Dense-Scale Feature Learning in Person Re-Identification
Li Wang (Inspur), Baoyu Fan (Inspur Electronic Information Industry Co.,Ltd.)*, Zhenhua Guo (Inspur Electronic Information Industry Co.,Ltd.), Yaqian Zhao (Inspur), Runze Zhang (Inspur Electronic Information Industry Co.,Ltd.), Rengang Li (Inspur), Weifeng Gong ( Inspur Electronic Information Industry Co.,Ltd.)

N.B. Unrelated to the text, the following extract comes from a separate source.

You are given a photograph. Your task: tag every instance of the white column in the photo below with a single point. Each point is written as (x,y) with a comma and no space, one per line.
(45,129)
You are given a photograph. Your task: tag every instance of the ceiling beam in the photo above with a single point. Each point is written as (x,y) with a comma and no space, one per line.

Keywords: Applications of Computer Vision, Vision for X
Abstract:
For mass pedestrians re-identification (Re-ID), models must be capable of representing extremely complex and diverse multi-scale features. However, existing models only learn limited multi-scale features in a multi-branches manner, and directly expanding the number of scale branches for more scales will confuse the discrimination and affect performance. Because for a specific input image, there are a few scale features that are critical. In order to fulfill vast scale representation for person Re-ID and solve the contradiction of excessive scale declining performance, we proposed a novel Dense-Scale Feature Learning Network (DSLNet) which consist of two core components: Dense Connection Group (DCG) for providing abundant scale features, and Channel-Wise Scale Selection (CSS) module for dynamic select the most discriminative scale features to each input image. DCG is composed of a densely connected convolutional stream. The receptive field gradually increases as the feature flows along the convolution stream. Dense shortcut connections provide much more fused multi-scale features than existing methods. CSS is a novel attention module different from any existing model which calculates attention along the branch direction. By enhancing or suppressing specific scale branches, truly channel-wised multi-scale selection is realized. To the best of our knowledge, DSLNet is most lightweight and achieves state-of-the-art performance among lightweight models on four commonly used Re-ID datasets, surpassing most large-scale models.